Seafood processing in Canada takes place mostly in Nova Scotia, New Brunswick, and Newfoundland and Labrador, contributing nearly $2B in economic activity to the Atlantic region and supporting nearly 25,300 jobs. The processing sector works both onshore and at sea, and is a vital component of the seafood industry, as it is processing facilities that ensure:
- seafood products are produced in forms that suit the ever-changing tastes and expectations of consumers around the world,
- that seafood products satisfy global certification programs like the Marine Stewardship Council certification, and
- that operations are as efficient and sustainable as possible, with maximum value being derived from all seafood input, achieving little to no waste, and ensuring energy efficiency.
Working with stakeholders in this sector, CCFI has helped develop innovations to improve the efficiency of production facilities in many ways including energy efficiency and production efficiency, we have assisted with enhancing automation research to help the Canadian sector remain competitive globally, and we have helped the sector pursue research into producing new product forms. A few examples of our work in this regard are presented below.
CCFI has pursued research many different types of projects aimed at enhancing efficiency within the processing sector. Challenges associated with keeping aging production facilities modern are common across many industries, and in the processing sector a focus has been maintaining energy efficiency in facilities that have to maintain very specific temperatures in different areas of a plant. CCFI has sourced engineering and production expertise for a wide range of seafood producers to support plant reconfigurations or the introduction of new equipment that have generated significant savings for producers and kept them competitive.
Another example of CCFI’s work with respect to processing efficiency is helping producers find commercial use for any waste products generated from their product activity (called “organic waste”). Work in this regard has included researching the viability of using organic waste for everything from compost to cosmetics, with the end goal of generating more value and greater profitability within the Canadian processing sector.

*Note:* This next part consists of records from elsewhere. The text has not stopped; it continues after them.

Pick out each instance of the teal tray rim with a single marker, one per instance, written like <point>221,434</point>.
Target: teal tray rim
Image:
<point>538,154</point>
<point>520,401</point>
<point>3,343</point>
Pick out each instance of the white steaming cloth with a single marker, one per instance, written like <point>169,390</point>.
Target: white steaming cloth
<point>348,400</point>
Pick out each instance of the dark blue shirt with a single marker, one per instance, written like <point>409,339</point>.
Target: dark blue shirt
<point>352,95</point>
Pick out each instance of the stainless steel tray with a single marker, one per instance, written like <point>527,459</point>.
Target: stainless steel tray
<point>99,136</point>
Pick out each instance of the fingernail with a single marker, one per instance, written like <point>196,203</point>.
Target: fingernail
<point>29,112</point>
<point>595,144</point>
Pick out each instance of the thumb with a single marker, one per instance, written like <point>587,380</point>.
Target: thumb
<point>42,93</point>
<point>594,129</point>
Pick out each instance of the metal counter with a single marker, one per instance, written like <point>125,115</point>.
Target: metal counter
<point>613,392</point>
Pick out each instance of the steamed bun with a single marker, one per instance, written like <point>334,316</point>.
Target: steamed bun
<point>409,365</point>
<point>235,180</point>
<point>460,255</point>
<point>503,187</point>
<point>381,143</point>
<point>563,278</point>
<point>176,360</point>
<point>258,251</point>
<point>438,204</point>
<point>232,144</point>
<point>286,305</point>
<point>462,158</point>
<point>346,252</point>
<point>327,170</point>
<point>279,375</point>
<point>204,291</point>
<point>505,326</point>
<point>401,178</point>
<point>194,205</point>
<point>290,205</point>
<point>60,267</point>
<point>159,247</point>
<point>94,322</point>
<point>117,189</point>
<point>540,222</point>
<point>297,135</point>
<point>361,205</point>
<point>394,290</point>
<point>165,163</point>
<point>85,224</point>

Automation is vital to the processing sector given the human resource challenges faced worldwide and the need to be as efficient as possible to stay globally competitive. CCFI has engaged in unique and ambitious projects that have included developing all new and patented machinery for cutting seafood, successfully introducing new automated equipment into existing production lines, and forecasting the potential benefits that a processor could expect to achieve by introducing increased automation.

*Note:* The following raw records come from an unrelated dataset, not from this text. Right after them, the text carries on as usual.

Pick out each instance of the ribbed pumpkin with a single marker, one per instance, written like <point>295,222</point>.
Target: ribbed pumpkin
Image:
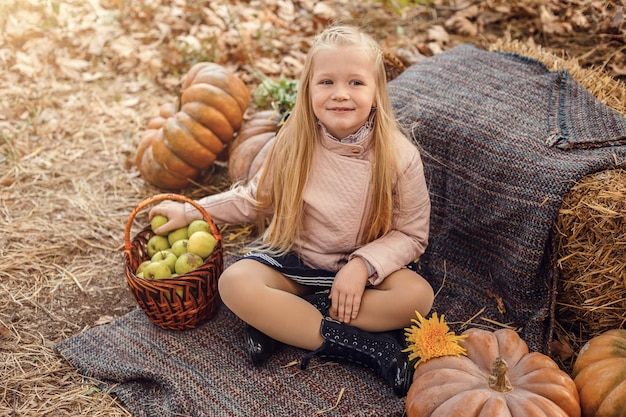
<point>251,145</point>
<point>600,375</point>
<point>498,377</point>
<point>183,141</point>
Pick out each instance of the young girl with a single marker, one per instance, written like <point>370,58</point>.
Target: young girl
<point>348,208</point>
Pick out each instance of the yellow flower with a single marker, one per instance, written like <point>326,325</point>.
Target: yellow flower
<point>432,338</point>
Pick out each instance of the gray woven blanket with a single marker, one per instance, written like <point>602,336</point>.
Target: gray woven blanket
<point>503,140</point>
<point>205,373</point>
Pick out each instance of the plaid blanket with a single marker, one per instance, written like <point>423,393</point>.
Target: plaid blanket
<point>503,140</point>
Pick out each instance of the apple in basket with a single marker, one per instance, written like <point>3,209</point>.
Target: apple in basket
<point>156,244</point>
<point>166,256</point>
<point>158,221</point>
<point>177,234</point>
<point>201,243</point>
<point>141,267</point>
<point>157,270</point>
<point>198,226</point>
<point>187,262</point>
<point>179,247</point>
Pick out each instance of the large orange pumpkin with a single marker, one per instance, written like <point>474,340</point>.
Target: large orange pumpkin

An example of CCFI’s work in this regard would be the research we have conducted with partners using our very own high pressure processing equipment. High pressure processing (HPP) is the only non-thermal technology for the seafood industry that allows the development of healthier foods, bringing a higher level of functionality and nutritional values to new products. HPP has several applications in the seafood industry that include the elimination of common seafood pathogens, slowing the growth of spoilage micro-organisms, and shucking oysters, lobsters, crabs, mussels, clams and scallops to increase recovery of the edible meat. CCFI has helped a wide variety of processing companies explore the potential of HPP to enhance their operations.